Saturday, 1 February 2014

Mai-Gidah's summer frost

Life's quite strange, here comes the second post in a
row about a SASK's graduate - the Stedelijke Academie
voor Schone Kunsten in Sint Niklaas, Belgium - but
while TVDB's work is a veritable explosion of colors
and energy throgh gender-neutral outfits, now it's time
for classic shapes and almost monochromatic pieces
for both men and women thanks to an untiring advocate
of elegance, designer Alec Ali Abdulrahim.

Born in Ghana, educated in Sint Niklaas and based in
London, Alec Ali aims at finding a balance between the
classic and the contemporary while merging them.
”I want to place old accepted ways of dressing men
next to less traditional ways of dressing the modern 

 man” his artistic statement reads, so he's constantly
looking for new ways of cutting old patterns.

Abdulrahim established his own menswear label,
'Mai-Gidah', soon after graduating, briskly developing
a sartorial approach marked by a distinctive simplicity
and high craftsmanship. His journey from Accra to
London - via Italy, Netherlands and Belgium - enables
the young designer's aesthetic to be influenced by
European art history and classic tailoring.

Mai-Gidah's first ever s/s collection, amusingly called
'Summer Frost', shows tailored, almost white (except
for some leather inserts)
garments; true statement
pieces for the season to come. ”I like dramatic shapes”,
he declares, ”shapes that still echo classic gentleman
style but in a modern way. Almost futuristic.”

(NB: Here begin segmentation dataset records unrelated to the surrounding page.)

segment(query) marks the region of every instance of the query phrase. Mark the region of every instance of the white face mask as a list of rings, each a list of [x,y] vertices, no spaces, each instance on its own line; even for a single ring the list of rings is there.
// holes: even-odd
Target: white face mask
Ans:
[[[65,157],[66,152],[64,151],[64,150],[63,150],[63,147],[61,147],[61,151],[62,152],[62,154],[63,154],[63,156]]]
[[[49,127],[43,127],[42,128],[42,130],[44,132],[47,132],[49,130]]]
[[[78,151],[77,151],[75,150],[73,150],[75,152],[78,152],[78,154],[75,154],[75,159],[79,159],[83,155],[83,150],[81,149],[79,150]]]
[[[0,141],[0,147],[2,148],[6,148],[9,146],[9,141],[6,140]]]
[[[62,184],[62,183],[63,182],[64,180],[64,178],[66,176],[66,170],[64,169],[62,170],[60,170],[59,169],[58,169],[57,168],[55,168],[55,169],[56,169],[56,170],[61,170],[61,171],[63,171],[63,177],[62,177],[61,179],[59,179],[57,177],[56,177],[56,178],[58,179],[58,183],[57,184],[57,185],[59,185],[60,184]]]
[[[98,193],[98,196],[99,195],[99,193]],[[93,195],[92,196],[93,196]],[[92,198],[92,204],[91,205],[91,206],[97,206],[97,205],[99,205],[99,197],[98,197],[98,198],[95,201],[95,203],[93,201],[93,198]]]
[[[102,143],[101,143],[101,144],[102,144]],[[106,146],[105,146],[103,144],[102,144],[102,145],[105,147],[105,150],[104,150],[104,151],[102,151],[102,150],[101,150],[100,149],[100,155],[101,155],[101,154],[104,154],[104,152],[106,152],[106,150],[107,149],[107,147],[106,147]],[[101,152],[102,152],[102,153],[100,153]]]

While researching for 'Summer Frost', Alec stumbled
across a 16th century's painting of a wealthy influential 
gentleman and a dainty floral jaquard textile that quickly 
captured his mood inspiring the white-washed collection.
”Menswear is pretty basic, so I try to push the boundaries 
without getting too extravagant” he says ”I don't want to
manufacture mass-produced clothes. I want people to
reminisce when they see my work, I want to 

evoke anemotion” and he certainly does!